Überlieferung und Bedeutung der Inkommensurabilität

 Wie oben erwähnt ist die Entdeckung der Inkommensurabilität am Pentagramm eine spekulative Rekonstruktion. Die Alternative ist, dass sie am Quadrat entdeckt worden ist, entweder geometrisch wie oben oder durch das gerade-ungerade Argument, das sich dann bei Euklid findet. Zur Entdeckung der Inkommensurabilität schreibt Kurt von Fritz 1954:

von Fritz (1954):

  „The discovery of incommensurability is one of the most amazing and far-reaching accomplishments of early Greek mathematics. It is all the more amazing because, according to ancient tradition, the discovery was made at a time when Greek mathematical science was still in its infancy and apparently concerned with the most elementary … problems, while at the same time, as recent discoveries have shown, the Egyptians and Babylonians had already elaborated very highly developed and complicated methods for the solution of mathematical problems of a higher order, and yet, as far as we can see, never even suspected the existence of the problem…

 … It is the purpose of this paper to prove: 1) that the early Greek tradition which places the second stage of the development of the theory of incommensurability in the last quarter of the 5th century, and therefore implies that the first discovery itself was made still earlier is of such a nature that its authenticity can hardly be doubted…

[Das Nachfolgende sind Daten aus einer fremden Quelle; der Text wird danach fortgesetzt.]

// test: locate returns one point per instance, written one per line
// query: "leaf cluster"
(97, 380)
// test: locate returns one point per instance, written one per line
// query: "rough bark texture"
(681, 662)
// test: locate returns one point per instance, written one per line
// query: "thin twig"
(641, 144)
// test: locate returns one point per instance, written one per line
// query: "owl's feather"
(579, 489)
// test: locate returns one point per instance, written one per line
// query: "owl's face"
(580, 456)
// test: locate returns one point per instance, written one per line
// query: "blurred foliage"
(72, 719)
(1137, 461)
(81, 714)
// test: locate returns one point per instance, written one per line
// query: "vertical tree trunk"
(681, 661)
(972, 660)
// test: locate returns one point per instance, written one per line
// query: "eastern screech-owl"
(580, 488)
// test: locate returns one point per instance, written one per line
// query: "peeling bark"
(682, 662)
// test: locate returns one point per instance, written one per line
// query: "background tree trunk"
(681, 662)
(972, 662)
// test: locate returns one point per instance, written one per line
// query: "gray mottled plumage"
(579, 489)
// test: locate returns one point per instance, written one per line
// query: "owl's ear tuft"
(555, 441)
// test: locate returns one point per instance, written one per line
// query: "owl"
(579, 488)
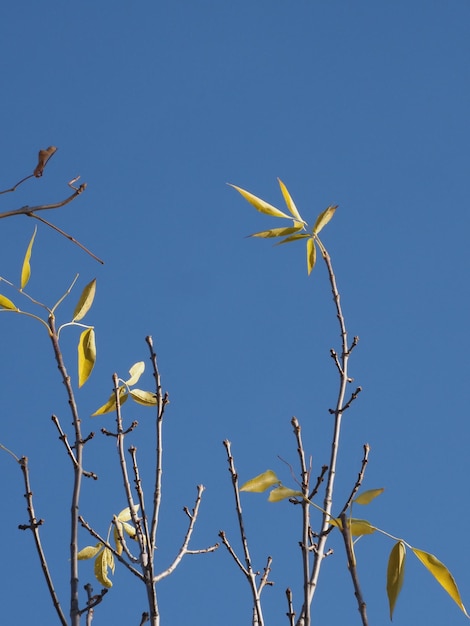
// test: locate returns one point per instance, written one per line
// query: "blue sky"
(157, 106)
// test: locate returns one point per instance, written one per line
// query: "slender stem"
(146, 550)
(342, 366)
(305, 543)
(78, 472)
(248, 570)
(33, 525)
(162, 400)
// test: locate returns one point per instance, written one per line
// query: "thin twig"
(92, 601)
(290, 607)
(106, 544)
(33, 525)
(304, 544)
(78, 473)
(342, 366)
(15, 187)
(63, 438)
(162, 401)
(28, 210)
(67, 236)
(248, 570)
(360, 478)
(184, 547)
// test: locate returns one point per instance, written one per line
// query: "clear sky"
(157, 105)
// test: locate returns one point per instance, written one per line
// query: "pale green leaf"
(136, 372)
(110, 405)
(26, 267)
(147, 398)
(288, 200)
(281, 493)
(278, 232)
(311, 255)
(85, 301)
(101, 569)
(260, 205)
(368, 496)
(110, 559)
(360, 527)
(125, 514)
(261, 483)
(5, 303)
(357, 527)
(324, 218)
(395, 573)
(86, 355)
(441, 574)
(89, 552)
(293, 238)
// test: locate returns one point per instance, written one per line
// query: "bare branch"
(360, 478)
(248, 570)
(33, 525)
(184, 548)
(27, 210)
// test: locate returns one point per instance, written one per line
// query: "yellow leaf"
(147, 398)
(368, 496)
(136, 372)
(311, 255)
(281, 493)
(360, 527)
(395, 573)
(130, 530)
(111, 403)
(26, 267)
(125, 514)
(324, 218)
(86, 355)
(89, 552)
(5, 303)
(260, 483)
(43, 158)
(288, 200)
(85, 301)
(441, 574)
(117, 541)
(278, 232)
(293, 238)
(260, 205)
(102, 562)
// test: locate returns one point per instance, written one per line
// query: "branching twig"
(162, 401)
(360, 478)
(304, 544)
(341, 362)
(78, 473)
(63, 438)
(33, 525)
(248, 569)
(184, 547)
(290, 607)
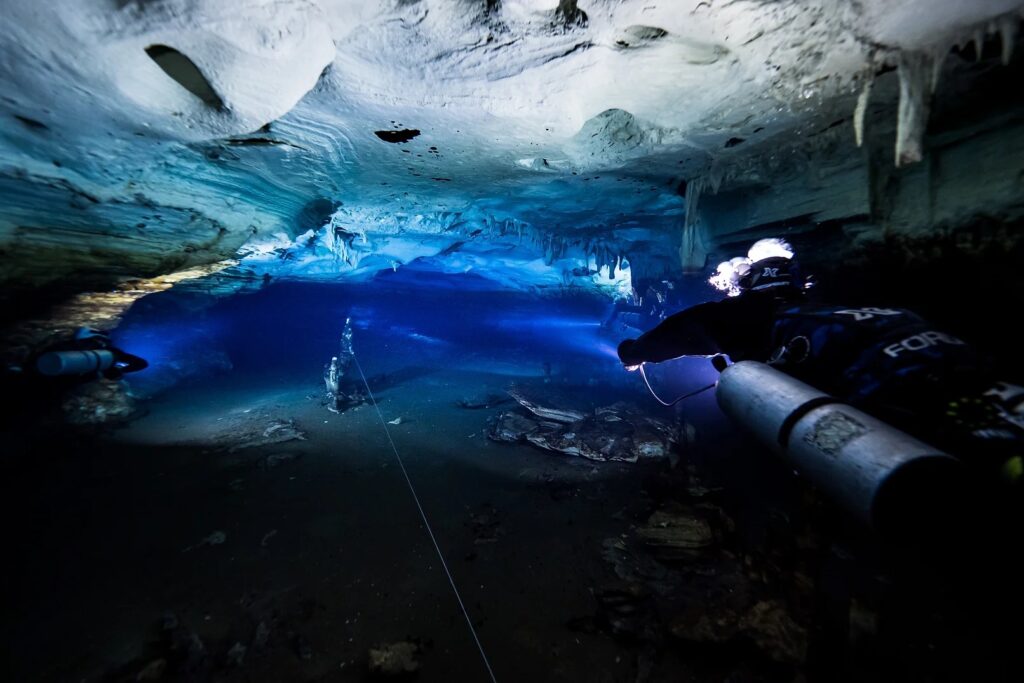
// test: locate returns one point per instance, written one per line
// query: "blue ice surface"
(416, 318)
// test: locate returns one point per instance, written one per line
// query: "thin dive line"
(426, 523)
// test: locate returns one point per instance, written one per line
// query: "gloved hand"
(627, 356)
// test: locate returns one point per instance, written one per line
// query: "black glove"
(626, 353)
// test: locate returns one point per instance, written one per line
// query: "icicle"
(979, 43)
(914, 75)
(938, 57)
(1008, 36)
(691, 253)
(861, 110)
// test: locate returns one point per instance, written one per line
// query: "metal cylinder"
(878, 473)
(74, 363)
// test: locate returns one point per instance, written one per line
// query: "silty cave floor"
(165, 550)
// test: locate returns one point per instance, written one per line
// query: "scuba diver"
(88, 354)
(889, 363)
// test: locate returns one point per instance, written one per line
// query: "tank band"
(791, 421)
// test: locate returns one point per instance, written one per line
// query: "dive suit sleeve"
(686, 333)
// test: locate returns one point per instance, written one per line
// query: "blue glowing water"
(292, 329)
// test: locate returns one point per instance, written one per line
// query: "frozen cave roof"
(141, 136)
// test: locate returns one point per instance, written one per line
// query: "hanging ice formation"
(692, 254)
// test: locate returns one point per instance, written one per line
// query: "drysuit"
(888, 361)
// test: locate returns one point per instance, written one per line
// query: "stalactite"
(1009, 28)
(861, 111)
(915, 71)
(692, 255)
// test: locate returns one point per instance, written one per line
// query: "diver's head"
(768, 265)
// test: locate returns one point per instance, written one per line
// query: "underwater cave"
(512, 340)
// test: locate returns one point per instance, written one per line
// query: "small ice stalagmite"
(343, 390)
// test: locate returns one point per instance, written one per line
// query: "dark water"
(325, 552)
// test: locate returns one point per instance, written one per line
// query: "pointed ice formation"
(1009, 27)
(915, 79)
(860, 112)
(692, 254)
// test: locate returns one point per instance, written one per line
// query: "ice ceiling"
(532, 141)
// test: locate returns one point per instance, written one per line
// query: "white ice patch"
(727, 275)
(769, 248)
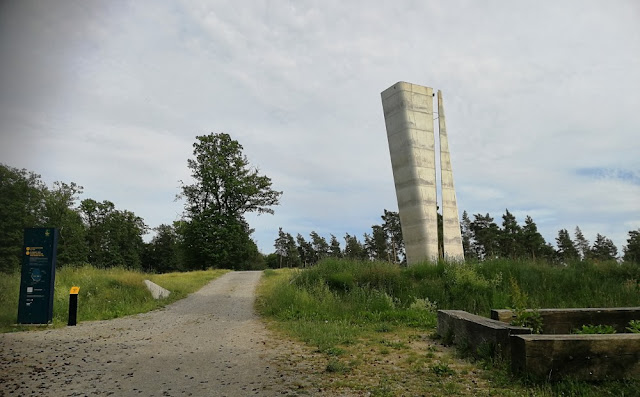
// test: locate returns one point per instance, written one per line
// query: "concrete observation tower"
(409, 117)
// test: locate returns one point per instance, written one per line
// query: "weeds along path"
(209, 344)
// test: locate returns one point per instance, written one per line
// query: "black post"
(73, 305)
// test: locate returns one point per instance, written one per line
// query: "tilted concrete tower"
(408, 114)
(452, 239)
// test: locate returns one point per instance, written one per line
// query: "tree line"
(482, 239)
(212, 231)
(384, 243)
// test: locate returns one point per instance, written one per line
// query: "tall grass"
(481, 287)
(336, 304)
(104, 293)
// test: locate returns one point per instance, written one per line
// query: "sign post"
(38, 276)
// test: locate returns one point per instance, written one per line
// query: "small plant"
(634, 326)
(595, 329)
(423, 305)
(384, 327)
(524, 317)
(336, 366)
(442, 369)
(334, 351)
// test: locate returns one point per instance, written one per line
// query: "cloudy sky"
(542, 102)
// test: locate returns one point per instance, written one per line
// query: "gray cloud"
(111, 96)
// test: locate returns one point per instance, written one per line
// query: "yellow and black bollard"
(73, 305)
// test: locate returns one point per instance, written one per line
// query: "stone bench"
(580, 357)
(473, 331)
(564, 321)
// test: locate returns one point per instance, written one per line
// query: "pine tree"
(567, 251)
(319, 245)
(334, 247)
(468, 242)
(487, 236)
(509, 240)
(603, 249)
(632, 249)
(532, 242)
(582, 244)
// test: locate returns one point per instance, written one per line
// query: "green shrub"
(595, 329)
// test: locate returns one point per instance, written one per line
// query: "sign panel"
(38, 276)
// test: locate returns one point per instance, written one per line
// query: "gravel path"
(209, 344)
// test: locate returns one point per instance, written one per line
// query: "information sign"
(38, 276)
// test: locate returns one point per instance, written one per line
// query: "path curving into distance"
(209, 344)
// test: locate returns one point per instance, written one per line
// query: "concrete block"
(156, 291)
(580, 357)
(408, 111)
(564, 321)
(473, 331)
(452, 238)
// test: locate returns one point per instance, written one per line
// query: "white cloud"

 … the tradition concerning the first discovery itself has been preserved only in the works of very late authors, and is frequently connected with stories of obviously legendary character. But the tradition is unanimous in attributing the discovery to a Pythagorean philosopher by the name of Hippasus of Metapontum…

 According to Iamblichus’ Life of Pythagoras, Hippasus had an important part in the political disturbances in which the Pythagorean order became involved in the second quarter of the 5th century, and which ended in the revolt of ca 445, which put an end to Pythagorean domination in southern Italy. This agrees perfectly with the tradition which places him in the generation before Theodorus, who, as shown above, was born between 470 and 460.

… The discovery of incommensurability must have made an enormous impression in Pythagorean circles because it destroyed with one stroke the belief that everything could be expressed in integers, on which the whole Pythagorean philosophy up to then had been based. This impression is clearly reflected in those legends which say that Hippasus was punished by the gods for having made public his terrible discovery.“

 Der Artikel von Kurt von Fritz ist mittlerweile selbst ein Klassiker. Helmuth Gericke fasst 1984 die Situation zusammen:

Gericke (1984):

  „Dafür, dass Hippasos den Beweis am Fünfeck geführt haben könnte, sprechen die Argumente:

1) Es ist überliefert, dass Hippasos sich mit dem regelmäßigen Dodekaeder beschäftigt hat, dessen Seitenflächen bekanntlich Fünfecke sind.

2) Das Fünfeck bzw. das Pentagramm war das Erkennungszeichen der Pythagoreer; das wäre ein Motiv dafür, sich mit der Figur besonders gründlich zu beschäftigen.

3) Für einen geometrischen Satz wird man zuerst nach einem geometrischen Beweis suchen, nicht nach einem zahlentheoretischen.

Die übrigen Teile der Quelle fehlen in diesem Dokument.